O Projeto Noleedi é uma iniciativa da UFMS e do Centro Nacional de Prevenção e Combate aos Incêndios Florestais (Prevfogo) do Instituto Brasileiro do Meio Ambiente e dos Recursos Naturais Renováveis (Ibama), aprovada pelo Conselho Nacional de Desenvolvimento Científico e Tecnológico (CNPq), que está pesquisando os efeitos do fogo no Cerrado e Pantanal. O projeto é executado desde janeiro de 2019 na Terra Indígena Kadiwéu, que possui cerca de 540 mil hectares localizados no norte do município de Porto Murtinho, sudoeste de Mato Grosso do Sul.

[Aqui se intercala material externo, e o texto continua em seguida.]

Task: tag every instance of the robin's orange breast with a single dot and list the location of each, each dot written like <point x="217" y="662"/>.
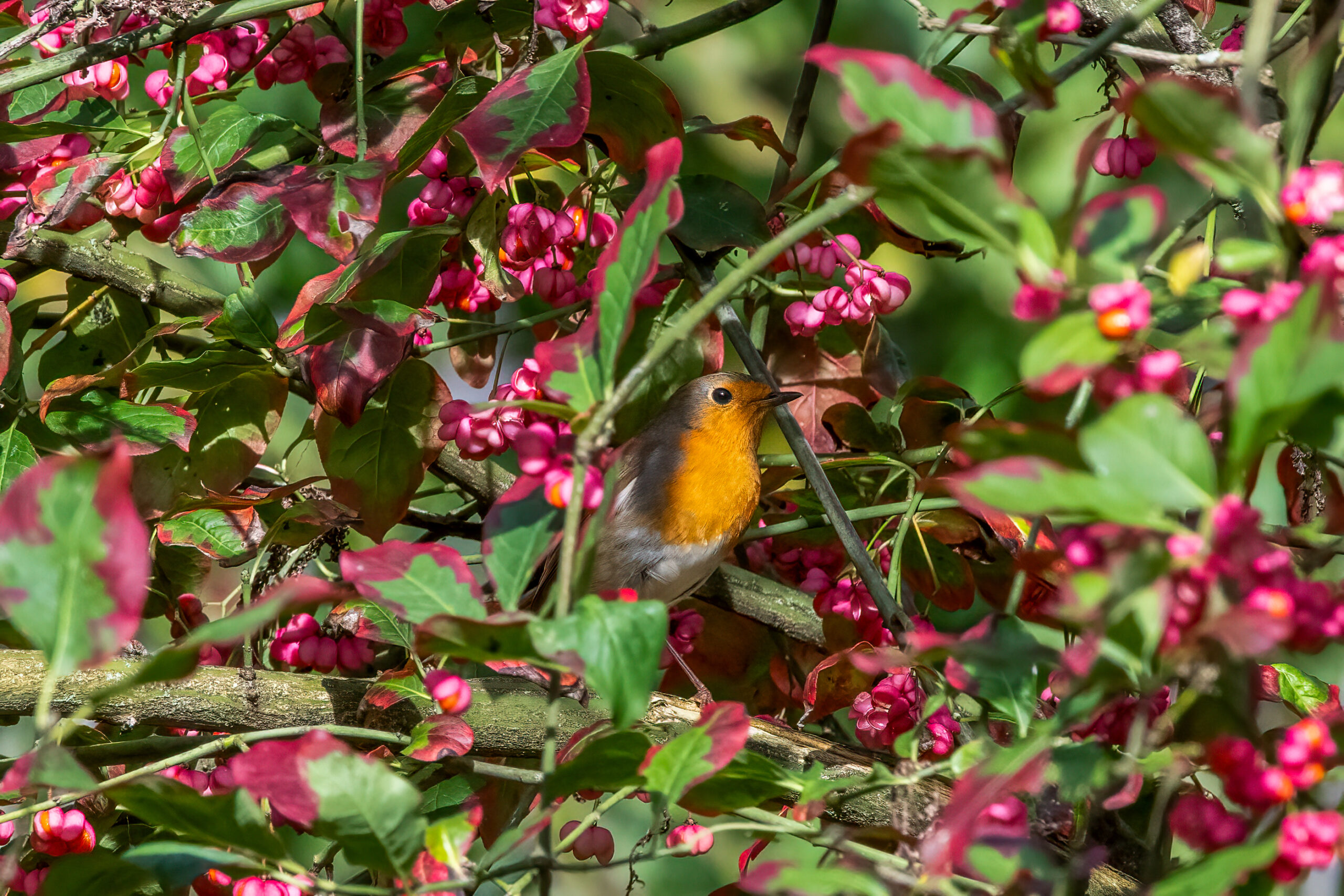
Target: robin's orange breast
<point x="716" y="488"/>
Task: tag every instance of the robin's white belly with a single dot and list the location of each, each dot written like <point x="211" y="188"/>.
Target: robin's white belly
<point x="659" y="571"/>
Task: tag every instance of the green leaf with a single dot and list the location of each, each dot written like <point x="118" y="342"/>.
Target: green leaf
<point x="1153" y="448"/>
<point x="459" y="99"/>
<point x="718" y="214"/>
<point x="1006" y="668"/>
<point x="1218" y="872"/>
<point x="541" y="105"/>
<point x="78" y="117"/>
<point x="678" y="763"/>
<point x="378" y="464"/>
<point x="606" y="763"/>
<point x="428" y="590"/>
<point x="1300" y="691"/>
<point x="225" y="138"/>
<point x="620" y="645"/>
<point x="1203" y="128"/>
<point x="369" y="809"/>
<point x="101" y="872"/>
<point x="230" y="820"/>
<point x="249" y="319"/>
<point x="518" y="530"/>
<point x="1072" y="345"/>
<point x="1277" y="375"/>
<point x="748" y="781"/>
<point x="234" y="425"/>
<point x="17" y="456"/>
<point x="176" y="864"/>
<point x="96" y="417"/>
<point x="215" y="366"/>
<point x="210" y="531"/>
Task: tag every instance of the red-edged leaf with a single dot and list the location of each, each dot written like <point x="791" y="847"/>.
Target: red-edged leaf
<point x="414" y="581"/>
<point x="884" y="87"/>
<point x="222" y="535"/>
<point x="241" y="219"/>
<point x="349" y="370"/>
<point x="440" y="738"/>
<point x="979" y="789"/>
<point x="337" y="206"/>
<point x="754" y="128"/>
<point x="835" y="683"/>
<point x="393" y="112"/>
<point x="577" y="366"/>
<point x="57" y="193"/>
<point x="377" y="464"/>
<point x="75" y="558"/>
<point x="277" y="770"/>
<point x="802" y="366"/>
<point x="542" y="105"/>
<point x="632" y="108"/>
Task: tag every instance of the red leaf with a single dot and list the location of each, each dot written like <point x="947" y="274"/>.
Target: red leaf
<point x="390" y="562"/>
<point x="393" y="112"/>
<point x="277" y="770"/>
<point x="349" y="370"/>
<point x="835" y="683"/>
<point x="441" y="738"/>
<point x="337" y="206"/>
<point x="802" y="366"/>
<point x="944" y="847"/>
<point x="313" y="293"/>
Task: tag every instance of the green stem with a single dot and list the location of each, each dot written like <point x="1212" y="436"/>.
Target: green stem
<point x="512" y="327"/>
<point x="188" y="111"/>
<point x="875" y="512"/>
<point x="361" y="125"/>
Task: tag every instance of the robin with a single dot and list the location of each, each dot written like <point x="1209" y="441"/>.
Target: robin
<point x="689" y="487"/>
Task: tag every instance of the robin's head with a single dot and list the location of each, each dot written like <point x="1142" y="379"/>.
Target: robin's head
<point x="728" y="406"/>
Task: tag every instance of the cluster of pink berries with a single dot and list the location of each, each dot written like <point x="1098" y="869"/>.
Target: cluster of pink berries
<point x="58" y="832"/>
<point x="573" y="18"/>
<point x="869" y="289"/>
<point x="1315" y="193"/>
<point x="452" y="692"/>
<point x="300" y="644"/>
<point x="685" y="626"/>
<point x="1124" y="156"/>
<point x="480" y="434"/>
<point x="27" y="883"/>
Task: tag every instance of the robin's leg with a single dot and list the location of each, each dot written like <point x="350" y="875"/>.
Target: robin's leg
<point x="702" y="693"/>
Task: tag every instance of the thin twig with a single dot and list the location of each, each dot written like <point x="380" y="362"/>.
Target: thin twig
<point x="663" y="39"/>
<point x="1121" y="26"/>
<point x="803" y="99"/>
<point x="361" y="125"/>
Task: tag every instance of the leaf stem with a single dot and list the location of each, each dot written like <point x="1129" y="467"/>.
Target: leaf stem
<point x="361" y="125"/>
<point x="874" y="512"/>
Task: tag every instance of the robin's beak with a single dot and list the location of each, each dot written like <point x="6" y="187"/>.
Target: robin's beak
<point x="776" y="399"/>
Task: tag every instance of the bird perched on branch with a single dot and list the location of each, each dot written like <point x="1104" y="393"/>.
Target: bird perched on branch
<point x="689" y="487"/>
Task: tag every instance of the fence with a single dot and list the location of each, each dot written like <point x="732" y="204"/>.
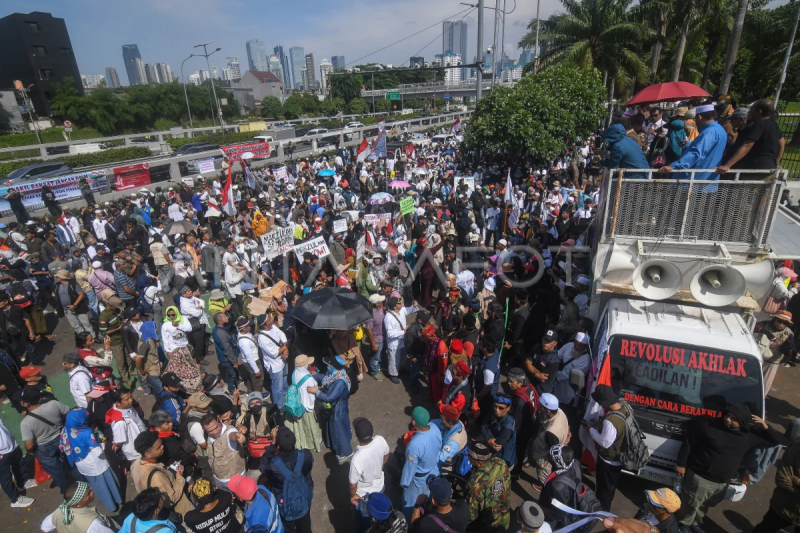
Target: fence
<point x="734" y="212"/>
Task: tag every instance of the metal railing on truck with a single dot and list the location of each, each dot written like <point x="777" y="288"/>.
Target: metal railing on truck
<point x="736" y="212"/>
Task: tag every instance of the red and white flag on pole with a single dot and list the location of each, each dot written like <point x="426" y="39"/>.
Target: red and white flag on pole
<point x="228" y="204"/>
<point x="363" y="151"/>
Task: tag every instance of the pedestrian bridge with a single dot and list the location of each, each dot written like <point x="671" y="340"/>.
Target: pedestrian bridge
<point x="436" y="89"/>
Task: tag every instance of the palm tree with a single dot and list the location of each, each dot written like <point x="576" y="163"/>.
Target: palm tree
<point x="602" y="34"/>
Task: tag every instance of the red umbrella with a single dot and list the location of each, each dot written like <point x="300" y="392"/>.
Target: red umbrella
<point x="673" y="91"/>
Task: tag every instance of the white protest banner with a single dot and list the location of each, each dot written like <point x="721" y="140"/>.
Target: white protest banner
<point x="361" y="247"/>
<point x="315" y="246"/>
<point x="64" y="187"/>
<point x="206" y="165"/>
<point x="278" y="241"/>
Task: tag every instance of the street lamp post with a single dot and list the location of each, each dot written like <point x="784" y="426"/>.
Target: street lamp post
<point x="208" y="65"/>
<point x="185" y="94"/>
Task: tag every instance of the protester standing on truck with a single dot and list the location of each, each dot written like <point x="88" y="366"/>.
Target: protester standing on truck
<point x="710" y="456"/>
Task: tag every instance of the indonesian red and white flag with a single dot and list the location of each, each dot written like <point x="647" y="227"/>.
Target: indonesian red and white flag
<point x="228" y="204"/>
<point x="363" y="151"/>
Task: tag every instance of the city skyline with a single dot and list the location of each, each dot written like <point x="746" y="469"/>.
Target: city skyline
<point x="167" y="32"/>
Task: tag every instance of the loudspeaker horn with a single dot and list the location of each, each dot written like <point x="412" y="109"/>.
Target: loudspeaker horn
<point x="717" y="285"/>
<point x="657" y="279"/>
<point x="758" y="277"/>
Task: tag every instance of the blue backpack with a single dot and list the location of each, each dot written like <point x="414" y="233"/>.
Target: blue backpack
<point x="295" y="501"/>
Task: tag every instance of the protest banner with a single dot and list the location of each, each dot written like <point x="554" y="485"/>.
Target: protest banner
<point x="235" y="151"/>
<point x="278" y="241"/>
<point x="132" y="176"/>
<point x="315" y="246"/>
<point x="407" y="205"/>
<point x="65" y="188"/>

Noleedi é a denominação para fogo no idioma Kadiwéu. Ao longo de sua execução, o Projeto pretende gerar dados sobre os efeitos do fogo ocorrendo em diferentes épocas (precoce, modal e tardio) na biota da região; verificar a interação dos diferentes padrões de inundação com os efeitos do fogo sobre alguns grupos-chave da biota local; criar de forma cooperativa e com o envolvimento de agentes do Estado, populações tradicionais e pesquisadores um protocolo de manejo do fogo e também um protocolo de avaliação de impactos de incêndios na biota e avaliar o manejo do fogo como uma estratégia de restauração passiva, além de identificar traços que permitam selecionar espécies com potencial para serem utilizadas na restauração de ecossistemas sujeitos ao fogo, de modo a garantir recursos para a manutenção da fauna e o sucesso no recrutamento de novos indivíduos. Também será conhecido o efeito do fogo sobre a reprodução de espécies da flora utilizadas pela comunidade indígena.


Os incêndios naturais são componentes integrais dos ecossistemas e, tradicionalmente, povos indígenas têm utilizado o fogo para manejo das culturas e para caça. Portanto, existe uma demanda urgente de definição da época e intensidade ideais de prescrição do fogo em locais sob diferentes condições ambientais como, por exemplo, regimes de inundação.


A ação do fogo em áreas de inundação ainda é pouco conhecida. A investigação do manejo prescrito do fogo, proposta pelo Projeto Noleedi, considerando a interação com a inundação, poderá avaliar se há um incremento na ciclagem de nutrientes, na regeneração natural das espécies da flora, e qual o seu efeito na fauna. O manejo adequado do fogo, impedindo com que ele passe a ser um elemento degradador, mas que seja um elemento particular deste ambiente, pode ser considerado como uma estratégia de restauração.